Their son died in a car crash conferencing,
The moblile phone still talking
As they cut his body from the car.
The cold funeral food was sandwiches.
She offers meals and mendings to grandchildren
With hands of double patience,
Although soufflés now sometimes fail to rise
And meals increasingly are imperfect doppelgangers
Of ones served years before.
Black and Deckers aggressively compete
With bleeping textphones deriding language,
Where once careful conversations were well fed.
Dying flowers are haunted by butterflies;
Crocus candle flames can no longer hide the ice to come.
They have been married for 50 years.
Love and God constitute more questions than answers;
This world is merely the tip of the iceberg.
Now so late so old at night they sleep hungrily together,
The bedroom echoing with strangely rumbling stomachs


Full Catastrophe Living

In a car called catastrophe he comes calling,
A figure carrying a sawn off shotgun,
Ghosts engraved into its barrels;
Through a mist of headlights footsteps sounding
The squeaking of abandoned gallows,
He approaches the moment’s auditorium
Amidst a tumult of nameless pasts and futures.
This morning he pissed piss grey as graveyard dust
And shaved without reflection, violent half moon
Time after time finding too much its mark.
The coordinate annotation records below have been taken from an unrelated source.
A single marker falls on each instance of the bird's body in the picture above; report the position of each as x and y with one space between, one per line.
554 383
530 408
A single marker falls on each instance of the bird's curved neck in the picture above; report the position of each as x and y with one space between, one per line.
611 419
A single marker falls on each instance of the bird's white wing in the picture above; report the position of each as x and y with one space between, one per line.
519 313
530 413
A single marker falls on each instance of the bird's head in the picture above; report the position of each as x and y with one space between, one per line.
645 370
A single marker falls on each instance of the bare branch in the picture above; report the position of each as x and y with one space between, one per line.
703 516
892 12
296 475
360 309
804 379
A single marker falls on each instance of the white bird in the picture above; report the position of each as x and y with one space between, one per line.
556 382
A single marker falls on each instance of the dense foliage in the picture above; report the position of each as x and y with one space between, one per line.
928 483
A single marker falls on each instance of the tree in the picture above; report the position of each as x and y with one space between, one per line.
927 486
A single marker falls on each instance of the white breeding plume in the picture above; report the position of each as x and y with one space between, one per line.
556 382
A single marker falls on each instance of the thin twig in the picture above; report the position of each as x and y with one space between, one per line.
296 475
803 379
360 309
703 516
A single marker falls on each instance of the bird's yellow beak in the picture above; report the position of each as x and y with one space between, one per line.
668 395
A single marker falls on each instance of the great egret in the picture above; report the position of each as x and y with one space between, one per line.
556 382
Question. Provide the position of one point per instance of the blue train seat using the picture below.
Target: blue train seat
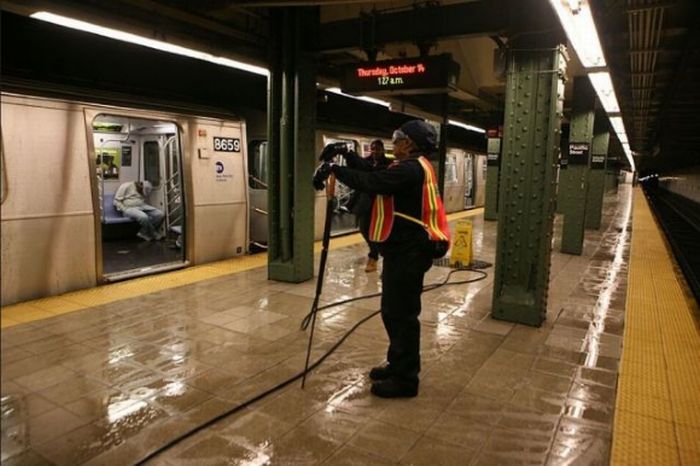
(110, 215)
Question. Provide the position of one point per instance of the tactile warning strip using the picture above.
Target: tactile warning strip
(657, 415)
(44, 308)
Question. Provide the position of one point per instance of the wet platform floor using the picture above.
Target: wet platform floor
(112, 383)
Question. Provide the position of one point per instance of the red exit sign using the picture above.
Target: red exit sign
(422, 75)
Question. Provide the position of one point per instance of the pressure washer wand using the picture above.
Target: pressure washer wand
(330, 197)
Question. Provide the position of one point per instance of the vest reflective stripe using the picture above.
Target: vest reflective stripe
(433, 210)
(433, 215)
(382, 219)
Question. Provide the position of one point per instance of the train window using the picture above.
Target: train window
(151, 162)
(257, 165)
(451, 170)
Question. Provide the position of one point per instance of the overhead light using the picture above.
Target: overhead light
(617, 124)
(146, 42)
(606, 93)
(336, 90)
(466, 126)
(576, 19)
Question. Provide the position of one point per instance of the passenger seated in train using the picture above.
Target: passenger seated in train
(361, 203)
(130, 200)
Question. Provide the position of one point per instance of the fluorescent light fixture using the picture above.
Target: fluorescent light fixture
(606, 93)
(476, 129)
(617, 124)
(372, 100)
(576, 19)
(146, 42)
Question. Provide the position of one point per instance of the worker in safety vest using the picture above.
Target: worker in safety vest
(406, 214)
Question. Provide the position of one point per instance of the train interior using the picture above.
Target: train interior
(134, 149)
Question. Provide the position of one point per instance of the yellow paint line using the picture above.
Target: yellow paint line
(105, 294)
(657, 416)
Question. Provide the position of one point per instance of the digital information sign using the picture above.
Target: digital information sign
(420, 75)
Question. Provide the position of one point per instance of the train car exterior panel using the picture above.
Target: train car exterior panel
(219, 232)
(219, 190)
(480, 179)
(48, 237)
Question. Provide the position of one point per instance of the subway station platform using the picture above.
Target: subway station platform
(109, 375)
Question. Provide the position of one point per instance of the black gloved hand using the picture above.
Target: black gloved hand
(321, 175)
(331, 150)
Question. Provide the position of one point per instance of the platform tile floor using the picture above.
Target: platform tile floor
(109, 384)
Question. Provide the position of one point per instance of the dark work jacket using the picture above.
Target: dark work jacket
(361, 202)
(404, 181)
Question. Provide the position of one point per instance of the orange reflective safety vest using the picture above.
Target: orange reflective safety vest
(433, 217)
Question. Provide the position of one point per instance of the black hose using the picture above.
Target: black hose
(318, 362)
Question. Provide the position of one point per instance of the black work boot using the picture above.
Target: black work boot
(380, 373)
(395, 388)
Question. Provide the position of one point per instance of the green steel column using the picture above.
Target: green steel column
(534, 102)
(291, 128)
(493, 162)
(573, 181)
(596, 176)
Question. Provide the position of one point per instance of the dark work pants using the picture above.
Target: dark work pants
(402, 285)
(364, 221)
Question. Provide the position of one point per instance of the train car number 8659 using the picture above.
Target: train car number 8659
(227, 144)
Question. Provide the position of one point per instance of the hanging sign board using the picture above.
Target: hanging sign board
(598, 161)
(420, 75)
(578, 153)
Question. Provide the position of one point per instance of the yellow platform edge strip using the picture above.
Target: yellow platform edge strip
(657, 412)
(44, 308)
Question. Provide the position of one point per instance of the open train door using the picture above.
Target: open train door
(138, 155)
(469, 181)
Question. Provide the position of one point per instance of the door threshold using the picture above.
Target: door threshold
(143, 271)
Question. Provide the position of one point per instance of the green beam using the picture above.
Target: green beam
(596, 176)
(611, 173)
(291, 138)
(493, 162)
(573, 181)
(534, 102)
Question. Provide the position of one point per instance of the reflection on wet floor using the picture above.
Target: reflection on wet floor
(109, 384)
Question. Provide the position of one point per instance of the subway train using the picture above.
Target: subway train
(63, 160)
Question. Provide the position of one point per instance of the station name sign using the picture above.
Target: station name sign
(420, 75)
(578, 153)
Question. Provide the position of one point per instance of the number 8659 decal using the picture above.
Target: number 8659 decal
(227, 144)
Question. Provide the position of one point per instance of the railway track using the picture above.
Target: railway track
(680, 219)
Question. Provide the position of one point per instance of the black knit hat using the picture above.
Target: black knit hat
(421, 133)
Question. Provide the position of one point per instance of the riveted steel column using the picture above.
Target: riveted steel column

When he turns the driving mirror slightly
He catches this stranger, unsmiling,
Face caked with blood; moonlight grey,
Metal magnifying destinies of rust.
Fingering the triggers now, two painfully pulled teeth,
His grip turns knuckle white on the stock.
A memory whipping slantwise suddenly raps
Resonant as a spade ringing on hit stone.
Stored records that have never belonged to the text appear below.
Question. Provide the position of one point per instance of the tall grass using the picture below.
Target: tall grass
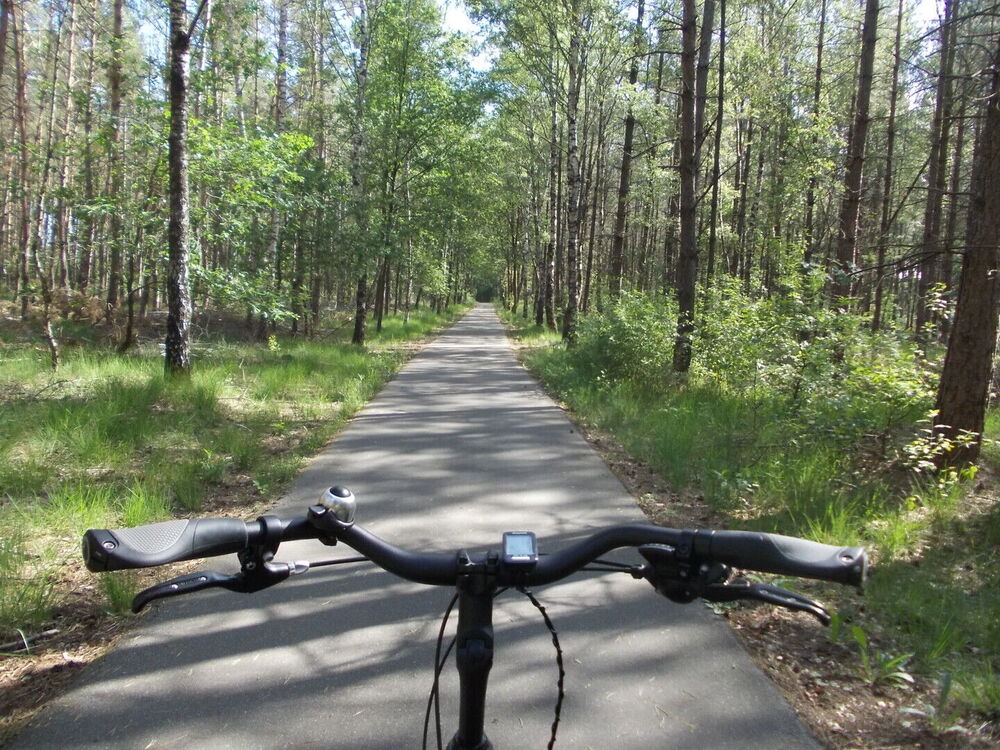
(798, 421)
(108, 441)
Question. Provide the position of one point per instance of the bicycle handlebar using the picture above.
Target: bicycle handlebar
(173, 541)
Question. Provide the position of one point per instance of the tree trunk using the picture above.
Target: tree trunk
(115, 173)
(936, 176)
(963, 390)
(177, 358)
(716, 174)
(687, 262)
(890, 146)
(358, 187)
(574, 178)
(617, 267)
(807, 239)
(850, 209)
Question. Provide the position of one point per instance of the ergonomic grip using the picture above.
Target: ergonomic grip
(785, 555)
(162, 543)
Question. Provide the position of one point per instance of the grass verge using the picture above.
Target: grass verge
(925, 636)
(107, 441)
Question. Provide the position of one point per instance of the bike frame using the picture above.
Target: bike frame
(477, 586)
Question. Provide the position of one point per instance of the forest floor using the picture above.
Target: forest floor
(822, 675)
(83, 624)
(820, 678)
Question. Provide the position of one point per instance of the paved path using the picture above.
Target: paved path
(461, 446)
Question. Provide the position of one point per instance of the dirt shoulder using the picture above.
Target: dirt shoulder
(820, 678)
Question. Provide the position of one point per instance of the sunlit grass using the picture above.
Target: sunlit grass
(823, 469)
(107, 441)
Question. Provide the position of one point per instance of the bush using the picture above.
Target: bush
(631, 341)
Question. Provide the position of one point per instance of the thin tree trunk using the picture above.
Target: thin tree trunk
(62, 210)
(177, 359)
(575, 179)
(807, 239)
(617, 267)
(717, 150)
(115, 173)
(890, 146)
(965, 379)
(358, 181)
(850, 210)
(687, 262)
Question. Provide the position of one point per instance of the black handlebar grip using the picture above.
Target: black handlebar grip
(162, 543)
(784, 555)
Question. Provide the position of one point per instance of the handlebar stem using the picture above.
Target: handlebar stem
(477, 586)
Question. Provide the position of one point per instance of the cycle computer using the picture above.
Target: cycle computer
(520, 549)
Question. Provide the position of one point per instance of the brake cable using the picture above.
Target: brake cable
(562, 672)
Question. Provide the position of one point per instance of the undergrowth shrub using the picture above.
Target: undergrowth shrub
(799, 420)
(632, 341)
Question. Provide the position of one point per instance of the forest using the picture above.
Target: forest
(775, 218)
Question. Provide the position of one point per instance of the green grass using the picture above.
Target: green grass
(822, 467)
(108, 441)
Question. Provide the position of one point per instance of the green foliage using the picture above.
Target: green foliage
(108, 442)
(26, 583)
(879, 667)
(799, 421)
(632, 341)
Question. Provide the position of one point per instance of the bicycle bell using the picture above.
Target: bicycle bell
(340, 501)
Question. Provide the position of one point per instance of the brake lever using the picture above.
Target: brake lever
(248, 581)
(740, 588)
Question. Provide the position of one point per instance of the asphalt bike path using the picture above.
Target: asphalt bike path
(461, 446)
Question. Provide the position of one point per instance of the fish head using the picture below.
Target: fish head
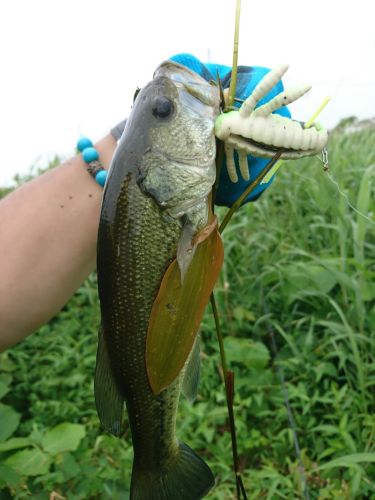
(169, 139)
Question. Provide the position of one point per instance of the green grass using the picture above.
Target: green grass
(299, 265)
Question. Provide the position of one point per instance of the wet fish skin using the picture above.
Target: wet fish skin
(157, 189)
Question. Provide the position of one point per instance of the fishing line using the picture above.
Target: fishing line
(324, 160)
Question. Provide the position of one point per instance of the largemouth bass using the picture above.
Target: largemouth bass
(155, 200)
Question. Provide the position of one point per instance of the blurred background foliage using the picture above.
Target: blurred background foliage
(297, 303)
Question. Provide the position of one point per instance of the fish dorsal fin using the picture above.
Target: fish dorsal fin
(178, 310)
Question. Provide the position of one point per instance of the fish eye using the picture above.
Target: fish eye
(162, 107)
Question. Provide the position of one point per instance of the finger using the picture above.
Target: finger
(282, 99)
(244, 167)
(263, 87)
(231, 166)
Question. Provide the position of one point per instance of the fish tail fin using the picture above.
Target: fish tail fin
(187, 477)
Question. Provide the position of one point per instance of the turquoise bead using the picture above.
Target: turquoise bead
(83, 143)
(90, 154)
(101, 177)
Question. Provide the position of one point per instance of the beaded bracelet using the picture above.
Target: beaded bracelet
(91, 157)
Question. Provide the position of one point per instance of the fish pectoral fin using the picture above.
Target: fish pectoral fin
(186, 477)
(192, 372)
(109, 402)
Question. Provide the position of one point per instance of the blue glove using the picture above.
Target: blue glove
(247, 79)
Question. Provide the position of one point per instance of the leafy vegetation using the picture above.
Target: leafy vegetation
(297, 304)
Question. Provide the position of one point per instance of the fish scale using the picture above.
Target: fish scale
(137, 241)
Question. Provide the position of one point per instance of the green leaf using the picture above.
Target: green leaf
(69, 467)
(349, 460)
(5, 380)
(8, 476)
(29, 462)
(63, 437)
(14, 444)
(9, 419)
(251, 354)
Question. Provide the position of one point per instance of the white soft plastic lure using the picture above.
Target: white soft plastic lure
(260, 133)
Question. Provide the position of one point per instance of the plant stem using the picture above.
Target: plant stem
(229, 390)
(233, 80)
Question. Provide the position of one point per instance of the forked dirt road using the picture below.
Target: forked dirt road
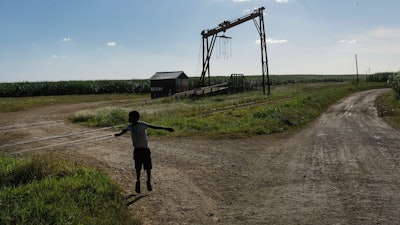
(342, 169)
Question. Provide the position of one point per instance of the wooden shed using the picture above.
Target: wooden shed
(168, 83)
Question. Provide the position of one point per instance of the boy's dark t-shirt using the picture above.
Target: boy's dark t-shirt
(139, 134)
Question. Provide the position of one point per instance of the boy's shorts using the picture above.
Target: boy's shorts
(142, 157)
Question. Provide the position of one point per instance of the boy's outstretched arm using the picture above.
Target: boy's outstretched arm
(161, 128)
(121, 133)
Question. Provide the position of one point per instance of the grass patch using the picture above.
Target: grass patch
(389, 109)
(24, 103)
(290, 107)
(41, 190)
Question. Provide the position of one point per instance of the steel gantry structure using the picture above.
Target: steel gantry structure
(210, 36)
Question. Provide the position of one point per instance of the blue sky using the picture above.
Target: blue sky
(48, 40)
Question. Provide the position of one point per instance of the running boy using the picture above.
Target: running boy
(141, 152)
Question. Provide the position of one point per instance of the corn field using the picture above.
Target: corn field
(23, 89)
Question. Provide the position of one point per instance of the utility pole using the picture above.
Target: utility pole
(358, 80)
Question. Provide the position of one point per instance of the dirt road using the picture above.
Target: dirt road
(343, 169)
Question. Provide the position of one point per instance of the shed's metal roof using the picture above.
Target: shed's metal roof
(169, 75)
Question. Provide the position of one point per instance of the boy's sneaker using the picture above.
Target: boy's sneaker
(149, 186)
(137, 189)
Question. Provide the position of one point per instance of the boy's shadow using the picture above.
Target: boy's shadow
(135, 197)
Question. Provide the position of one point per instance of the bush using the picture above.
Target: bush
(394, 81)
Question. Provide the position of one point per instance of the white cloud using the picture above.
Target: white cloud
(384, 33)
(111, 44)
(348, 41)
(273, 41)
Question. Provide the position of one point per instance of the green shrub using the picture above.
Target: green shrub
(394, 81)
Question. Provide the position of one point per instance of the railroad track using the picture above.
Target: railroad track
(30, 125)
(51, 141)
(243, 105)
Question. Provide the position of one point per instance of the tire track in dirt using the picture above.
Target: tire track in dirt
(343, 169)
“Shut it!” He hisses under broken breath.
Stepping from the enclosure of evening
Moonlight cracks concrete as his grey shadow stalks.
In a car called catastrophe he comes calling,
A nightmare from two thousand dreams ago.
He offers release soft, as rest on a child’s eyes
Who wept so long then fell asleep, or harsh, sharp.
All over the world, each night each day he calls,
Waiting still as the caught breath,
Listen he may be coming right now … or just arrived.